Killer of Killers is about a martial arts champion. He goes by the name of Trent Smith, but it’s a fake name. I never give his real name. He trained in Tokyo, and they called him Tora over there. Midori no Me no Tora. It means the Green-Eyed Tiger.

Trent Smith is a Judan. A tenth degree black belt in Ju Jitsu. Shoji Wada, the greatest martial artist on the planet, trained him. Shoji developed his own martial art by melding Ju Jitsu with Budo. Ju Jitsu is a Japanese martial art known for its soft and flowing movements. Budo is the militaristic Japanese art of killing. That’s why Shoji called it Budo Ju Jitsu or Bu Jitsu. Mostly they train military personnel or policemen, but they also take in top ranked black belts from around the world. It’s like a martial arts graduate school.

Trent falls in love with Shoji’s granddaughter. Of course, she is very beautiful. Her name is Yoshiko. She is wooed by many, but loves only Trent. She idolized him since the day he arrived as an 18 year-old black belt and they plan to get married.
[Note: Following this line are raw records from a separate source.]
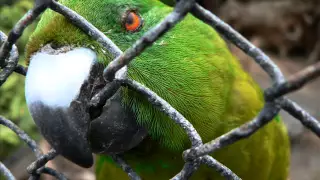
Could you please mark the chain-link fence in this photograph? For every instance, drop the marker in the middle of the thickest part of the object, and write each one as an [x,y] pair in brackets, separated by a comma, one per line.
[115,72]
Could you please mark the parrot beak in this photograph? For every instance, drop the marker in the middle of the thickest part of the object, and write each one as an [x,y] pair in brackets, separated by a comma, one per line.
[59,86]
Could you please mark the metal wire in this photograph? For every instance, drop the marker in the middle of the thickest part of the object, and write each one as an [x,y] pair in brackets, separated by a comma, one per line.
[115,72]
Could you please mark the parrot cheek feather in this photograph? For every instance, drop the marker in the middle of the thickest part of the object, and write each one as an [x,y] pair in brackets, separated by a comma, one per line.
[115,130]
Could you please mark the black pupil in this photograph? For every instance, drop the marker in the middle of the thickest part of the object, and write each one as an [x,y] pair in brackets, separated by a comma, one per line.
[130,18]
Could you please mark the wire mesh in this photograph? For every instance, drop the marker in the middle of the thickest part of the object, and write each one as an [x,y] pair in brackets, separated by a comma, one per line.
[115,72]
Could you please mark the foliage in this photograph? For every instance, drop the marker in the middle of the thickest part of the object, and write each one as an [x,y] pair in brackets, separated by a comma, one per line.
[12,101]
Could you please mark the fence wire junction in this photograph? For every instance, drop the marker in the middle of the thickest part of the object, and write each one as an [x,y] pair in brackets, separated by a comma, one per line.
[115,72]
But times don’t stay happy for Trent. He moonlights in the underground fighting circuits in Japan. For ten years he dominates until news from America poisons his reputation. There is an unprecedented spread of homicides, unquenched, and unyielding. It’s an epidemic among the rich and famous, and the victims are their own families – their wives, their girlfriends, their fiancées, their children, nieces, their peers, and/or colleagues. You might notice, most of the victims are female. There is a reason for that.

But what gets to the Japanese, more than anything else, and Trent, too, is that every time a murder is committed, the murderer is acquitted. There is no justice. The general populace in Japan becomes suspicious of anything American. And after a particularly brutal fight against a contestant from China, he is banned from competing in the circuit and reviled. He doesn't like that and decides to do something about it. He goes home to make things right. But he’s in for a few surprises. Some are pleasant…many aren’t.